Pour autant, la création d’un marché automobile digne du XXIe siècle n’est pas qu’une opération politique et économique. C’est aussi un phénomène esthétique et éditorial: si La Havane, où circulent essentiellement de belles américaines à ailerons de requins d’avant 1959, voit ses rues se peupler de Clio, de Polo et de Yaris, il va falloir sacrément renouveler un stock de cartes postales et de brochures de tour-operators jusqu’à présent jugé intemporel.

Ah, on repère bien aussi quelques Lada moins antédiluviennes sur le Malecón ―certains apparatchiks ayant eu la possibilité d’injecter leurs pesos non-convertibles dans l’économie russe jusqu’à la chute du Mur― mais, de l’avis général, elles sont bien moins fiables que les Studebaker et autres Chevrolet rafistolées!

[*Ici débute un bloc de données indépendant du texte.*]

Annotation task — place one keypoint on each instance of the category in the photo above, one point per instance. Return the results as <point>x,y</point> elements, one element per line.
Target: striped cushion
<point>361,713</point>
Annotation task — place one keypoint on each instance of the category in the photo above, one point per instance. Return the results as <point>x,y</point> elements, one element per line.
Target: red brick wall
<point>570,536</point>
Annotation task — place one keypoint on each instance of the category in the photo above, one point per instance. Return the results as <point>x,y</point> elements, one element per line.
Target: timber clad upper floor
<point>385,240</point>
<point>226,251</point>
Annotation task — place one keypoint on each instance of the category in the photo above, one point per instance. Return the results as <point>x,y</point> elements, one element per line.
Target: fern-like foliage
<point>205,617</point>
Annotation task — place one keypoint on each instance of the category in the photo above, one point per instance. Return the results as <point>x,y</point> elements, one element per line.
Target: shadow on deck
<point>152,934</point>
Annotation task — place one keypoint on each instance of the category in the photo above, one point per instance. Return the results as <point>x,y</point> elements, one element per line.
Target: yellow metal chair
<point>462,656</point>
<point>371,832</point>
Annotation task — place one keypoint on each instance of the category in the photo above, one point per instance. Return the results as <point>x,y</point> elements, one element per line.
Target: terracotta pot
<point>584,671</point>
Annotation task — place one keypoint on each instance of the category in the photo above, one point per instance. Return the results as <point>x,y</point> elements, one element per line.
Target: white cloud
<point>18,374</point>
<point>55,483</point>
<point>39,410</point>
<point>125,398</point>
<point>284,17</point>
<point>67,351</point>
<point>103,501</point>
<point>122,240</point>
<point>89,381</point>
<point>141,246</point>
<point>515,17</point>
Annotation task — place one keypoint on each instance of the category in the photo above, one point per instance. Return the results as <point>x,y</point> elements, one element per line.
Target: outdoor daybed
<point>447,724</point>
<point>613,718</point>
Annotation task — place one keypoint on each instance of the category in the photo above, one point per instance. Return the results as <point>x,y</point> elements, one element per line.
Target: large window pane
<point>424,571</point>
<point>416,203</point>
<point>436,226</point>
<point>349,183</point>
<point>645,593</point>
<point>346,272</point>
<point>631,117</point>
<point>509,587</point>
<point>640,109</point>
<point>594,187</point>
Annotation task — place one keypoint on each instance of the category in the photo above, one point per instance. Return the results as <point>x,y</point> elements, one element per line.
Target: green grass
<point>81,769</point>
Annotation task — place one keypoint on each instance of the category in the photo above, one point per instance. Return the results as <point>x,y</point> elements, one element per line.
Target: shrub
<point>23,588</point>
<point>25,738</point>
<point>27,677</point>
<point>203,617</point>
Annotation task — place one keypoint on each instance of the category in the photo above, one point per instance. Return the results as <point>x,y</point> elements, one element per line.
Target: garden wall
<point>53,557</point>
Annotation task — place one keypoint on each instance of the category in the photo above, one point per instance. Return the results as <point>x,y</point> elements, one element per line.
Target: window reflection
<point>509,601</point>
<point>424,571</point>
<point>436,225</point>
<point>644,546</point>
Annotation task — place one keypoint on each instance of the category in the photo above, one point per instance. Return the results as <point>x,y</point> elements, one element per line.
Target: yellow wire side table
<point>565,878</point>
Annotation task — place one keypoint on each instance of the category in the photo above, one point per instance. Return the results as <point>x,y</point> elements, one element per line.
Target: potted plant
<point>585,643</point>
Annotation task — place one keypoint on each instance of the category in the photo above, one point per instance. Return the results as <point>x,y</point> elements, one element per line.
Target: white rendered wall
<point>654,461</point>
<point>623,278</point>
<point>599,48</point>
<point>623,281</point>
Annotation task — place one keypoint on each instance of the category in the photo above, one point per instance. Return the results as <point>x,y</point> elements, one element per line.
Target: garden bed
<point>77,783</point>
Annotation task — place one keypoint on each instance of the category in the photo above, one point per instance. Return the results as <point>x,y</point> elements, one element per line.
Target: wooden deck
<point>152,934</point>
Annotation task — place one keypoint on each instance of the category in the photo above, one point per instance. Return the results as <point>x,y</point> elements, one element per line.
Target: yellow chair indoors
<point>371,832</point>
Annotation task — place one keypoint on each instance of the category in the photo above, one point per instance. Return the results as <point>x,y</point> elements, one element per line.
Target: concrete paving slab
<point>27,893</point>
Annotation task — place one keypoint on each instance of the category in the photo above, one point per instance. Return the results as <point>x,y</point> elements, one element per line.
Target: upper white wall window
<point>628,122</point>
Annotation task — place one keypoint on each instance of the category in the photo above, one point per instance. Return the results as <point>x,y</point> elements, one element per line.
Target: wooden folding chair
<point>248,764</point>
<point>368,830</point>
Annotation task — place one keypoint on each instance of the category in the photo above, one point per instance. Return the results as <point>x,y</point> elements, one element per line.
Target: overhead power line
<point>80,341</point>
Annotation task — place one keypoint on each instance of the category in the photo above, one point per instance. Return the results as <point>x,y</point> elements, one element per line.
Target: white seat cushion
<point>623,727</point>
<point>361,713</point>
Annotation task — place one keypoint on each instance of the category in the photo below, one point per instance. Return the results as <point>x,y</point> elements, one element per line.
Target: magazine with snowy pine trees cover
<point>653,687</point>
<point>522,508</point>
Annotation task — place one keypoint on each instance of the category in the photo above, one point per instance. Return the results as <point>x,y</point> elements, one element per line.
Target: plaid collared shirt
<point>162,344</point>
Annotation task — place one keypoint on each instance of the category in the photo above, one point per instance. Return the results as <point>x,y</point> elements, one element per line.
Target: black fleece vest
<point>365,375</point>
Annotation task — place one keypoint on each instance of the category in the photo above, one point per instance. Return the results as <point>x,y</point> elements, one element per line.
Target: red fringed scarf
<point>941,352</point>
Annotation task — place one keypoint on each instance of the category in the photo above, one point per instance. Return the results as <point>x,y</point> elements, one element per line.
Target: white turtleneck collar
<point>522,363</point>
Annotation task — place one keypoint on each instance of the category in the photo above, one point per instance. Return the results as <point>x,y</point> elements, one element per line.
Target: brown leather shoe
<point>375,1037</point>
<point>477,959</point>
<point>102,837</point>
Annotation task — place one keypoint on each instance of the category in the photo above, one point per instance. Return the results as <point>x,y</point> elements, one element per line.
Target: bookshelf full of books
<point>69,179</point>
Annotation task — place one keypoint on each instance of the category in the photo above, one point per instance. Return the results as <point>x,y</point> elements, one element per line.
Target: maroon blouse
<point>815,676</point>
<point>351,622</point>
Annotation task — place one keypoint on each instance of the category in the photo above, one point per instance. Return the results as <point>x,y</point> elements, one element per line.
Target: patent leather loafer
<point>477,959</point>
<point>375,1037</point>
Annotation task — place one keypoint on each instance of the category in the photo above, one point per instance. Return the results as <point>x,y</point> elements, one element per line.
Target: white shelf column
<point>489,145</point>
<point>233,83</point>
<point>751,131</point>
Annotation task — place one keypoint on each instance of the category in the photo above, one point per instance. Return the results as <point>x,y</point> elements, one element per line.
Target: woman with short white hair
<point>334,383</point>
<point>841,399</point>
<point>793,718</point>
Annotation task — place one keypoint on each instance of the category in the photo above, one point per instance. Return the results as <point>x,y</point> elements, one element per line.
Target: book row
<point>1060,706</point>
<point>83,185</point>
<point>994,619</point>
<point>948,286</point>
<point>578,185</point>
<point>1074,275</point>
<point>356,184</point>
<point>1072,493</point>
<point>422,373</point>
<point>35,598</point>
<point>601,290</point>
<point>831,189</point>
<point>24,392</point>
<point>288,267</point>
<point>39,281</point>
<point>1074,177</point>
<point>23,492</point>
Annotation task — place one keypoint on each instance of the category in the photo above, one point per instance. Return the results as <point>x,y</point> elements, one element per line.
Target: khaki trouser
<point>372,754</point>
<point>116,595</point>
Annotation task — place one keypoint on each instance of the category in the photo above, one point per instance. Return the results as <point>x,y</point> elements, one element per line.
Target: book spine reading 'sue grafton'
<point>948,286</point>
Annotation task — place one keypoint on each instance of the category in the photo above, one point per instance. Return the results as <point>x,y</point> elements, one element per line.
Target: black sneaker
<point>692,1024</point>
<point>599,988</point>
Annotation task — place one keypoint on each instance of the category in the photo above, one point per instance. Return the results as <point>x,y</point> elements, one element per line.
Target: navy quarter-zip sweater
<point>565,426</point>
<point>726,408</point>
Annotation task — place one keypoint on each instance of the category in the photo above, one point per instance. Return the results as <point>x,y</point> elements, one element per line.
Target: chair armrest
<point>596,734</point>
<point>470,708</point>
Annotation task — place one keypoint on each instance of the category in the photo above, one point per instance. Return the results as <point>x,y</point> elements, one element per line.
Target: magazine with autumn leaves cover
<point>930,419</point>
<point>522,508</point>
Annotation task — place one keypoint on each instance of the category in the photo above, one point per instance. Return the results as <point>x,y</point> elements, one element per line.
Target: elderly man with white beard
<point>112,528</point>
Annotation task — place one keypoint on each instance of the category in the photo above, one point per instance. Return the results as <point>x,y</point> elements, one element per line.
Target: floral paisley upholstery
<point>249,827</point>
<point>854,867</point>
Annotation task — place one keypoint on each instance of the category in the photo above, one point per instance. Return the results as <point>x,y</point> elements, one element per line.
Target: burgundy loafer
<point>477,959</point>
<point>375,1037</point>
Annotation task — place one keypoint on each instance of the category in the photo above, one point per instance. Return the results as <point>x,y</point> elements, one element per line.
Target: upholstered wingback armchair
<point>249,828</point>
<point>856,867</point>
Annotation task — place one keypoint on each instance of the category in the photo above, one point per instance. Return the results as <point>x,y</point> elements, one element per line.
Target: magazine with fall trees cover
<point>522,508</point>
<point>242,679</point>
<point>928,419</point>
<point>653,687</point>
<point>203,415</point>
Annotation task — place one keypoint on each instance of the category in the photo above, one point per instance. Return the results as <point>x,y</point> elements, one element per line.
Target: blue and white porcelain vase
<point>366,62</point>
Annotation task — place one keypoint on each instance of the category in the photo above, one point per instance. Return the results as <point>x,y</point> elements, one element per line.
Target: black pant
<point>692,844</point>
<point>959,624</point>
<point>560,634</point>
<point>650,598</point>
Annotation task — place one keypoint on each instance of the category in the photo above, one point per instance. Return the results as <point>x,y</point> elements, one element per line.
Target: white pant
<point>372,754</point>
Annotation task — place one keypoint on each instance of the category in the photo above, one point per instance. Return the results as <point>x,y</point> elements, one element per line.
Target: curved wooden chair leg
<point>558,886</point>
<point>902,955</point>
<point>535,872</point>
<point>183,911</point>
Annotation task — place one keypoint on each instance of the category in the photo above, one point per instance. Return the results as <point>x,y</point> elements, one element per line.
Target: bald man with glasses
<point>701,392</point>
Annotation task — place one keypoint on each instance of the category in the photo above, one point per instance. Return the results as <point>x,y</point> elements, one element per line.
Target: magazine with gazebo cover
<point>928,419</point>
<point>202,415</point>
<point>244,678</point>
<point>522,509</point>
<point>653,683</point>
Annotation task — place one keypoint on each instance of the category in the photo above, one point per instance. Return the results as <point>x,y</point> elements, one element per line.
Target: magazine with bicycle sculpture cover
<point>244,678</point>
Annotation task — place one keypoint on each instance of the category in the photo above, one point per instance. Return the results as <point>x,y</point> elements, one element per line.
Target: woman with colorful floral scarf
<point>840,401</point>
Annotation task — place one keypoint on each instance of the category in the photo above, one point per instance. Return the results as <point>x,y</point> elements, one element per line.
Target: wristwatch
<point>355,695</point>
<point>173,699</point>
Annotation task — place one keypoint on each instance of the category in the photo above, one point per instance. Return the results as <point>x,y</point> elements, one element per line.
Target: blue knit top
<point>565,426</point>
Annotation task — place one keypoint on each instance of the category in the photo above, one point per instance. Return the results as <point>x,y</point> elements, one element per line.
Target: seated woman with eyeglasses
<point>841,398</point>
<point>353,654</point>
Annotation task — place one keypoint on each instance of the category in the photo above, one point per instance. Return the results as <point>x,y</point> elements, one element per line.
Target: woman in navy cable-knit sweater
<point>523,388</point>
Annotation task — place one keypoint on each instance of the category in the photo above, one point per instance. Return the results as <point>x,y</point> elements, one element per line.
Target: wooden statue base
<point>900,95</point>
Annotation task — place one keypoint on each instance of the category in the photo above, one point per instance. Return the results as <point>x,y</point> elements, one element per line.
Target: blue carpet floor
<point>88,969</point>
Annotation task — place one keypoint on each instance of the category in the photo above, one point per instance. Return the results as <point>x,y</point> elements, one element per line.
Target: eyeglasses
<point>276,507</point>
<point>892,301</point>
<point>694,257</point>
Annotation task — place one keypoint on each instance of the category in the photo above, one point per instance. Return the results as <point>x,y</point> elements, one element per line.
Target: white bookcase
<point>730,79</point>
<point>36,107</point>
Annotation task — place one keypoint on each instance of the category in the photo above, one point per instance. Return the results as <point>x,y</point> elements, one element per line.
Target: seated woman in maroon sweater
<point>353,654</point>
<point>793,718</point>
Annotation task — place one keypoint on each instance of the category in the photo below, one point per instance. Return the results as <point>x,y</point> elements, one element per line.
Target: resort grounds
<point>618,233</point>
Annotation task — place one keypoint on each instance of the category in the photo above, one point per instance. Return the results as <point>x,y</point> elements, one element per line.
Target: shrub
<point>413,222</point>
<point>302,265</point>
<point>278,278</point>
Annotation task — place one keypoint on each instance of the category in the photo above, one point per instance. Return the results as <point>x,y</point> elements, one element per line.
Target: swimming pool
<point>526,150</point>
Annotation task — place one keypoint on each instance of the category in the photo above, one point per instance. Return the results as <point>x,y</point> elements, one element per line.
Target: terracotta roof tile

«Acheter une auto? Mais avec quels sous? Va voir le camarade Machin, il va t’arranger ça»

Concrètement, les constructeurs du monde entier ne vont pas se précipiter pour ouvrir des réseaux de concessionnaires à travers tout le pays («Grand garage Citroën de la Baie des Cochons, ouvert tous les jours sauf en cas de débarquement de mercenaires à la solde la CIA!»), Cuba jouant alors les relais de la croissance mondiale au côté de la Chine, du Brésil et de l’Inde. Non: dans un premier temps, le commerce automobile copiera les mécanismes tortueux de celui du cannabis sous d’autres cieux ―où l’on tolère plus que l’on autorise vraiment.

Ainsi, s’il devient possible d’acheter une auto neuve chez un importateur contrôlé par l’Etat, il faut pouvoir expliquer d’où vient l’argent, ce qui est rarement une option pour un Cubain moyen abonné au business officieux.

Mais coup de chance, il devient également légal pour les particuliers de se vendre des véhicules récents les uns aux autres (signature du contrat devant notaire, 4% de taxe)! Les Cubains disposant de revenus officiels en devises (athlètes, personnes autorisées à voyager, nomenklaturistes…) achèteront donc des véhicules aux concessionnaires publics qu’ils revendront immédiatement à leurs compatriotes moins «connectés» en prélevant leur commission et tout le monde sera (plus ou moins) content…

Oh, trêve de mauvais esprit! Au train où vont les choses, l’ouverture du premier showroom Ferrari sur la Plaza de la Revolución n’est plus qu’une question de temps. C’est juste cette phase d’accumulation primitive du capital et de constitution d’une oligarchie crédible qui est toujours un peu délicate… Et qu’on se s’inquiète pas, les Studebaker continueront de transporter les touristes nostalgiques. Non, la seule vraie question qui reste en suspens, à ce stade, c’est: mais que deviendront les Lada?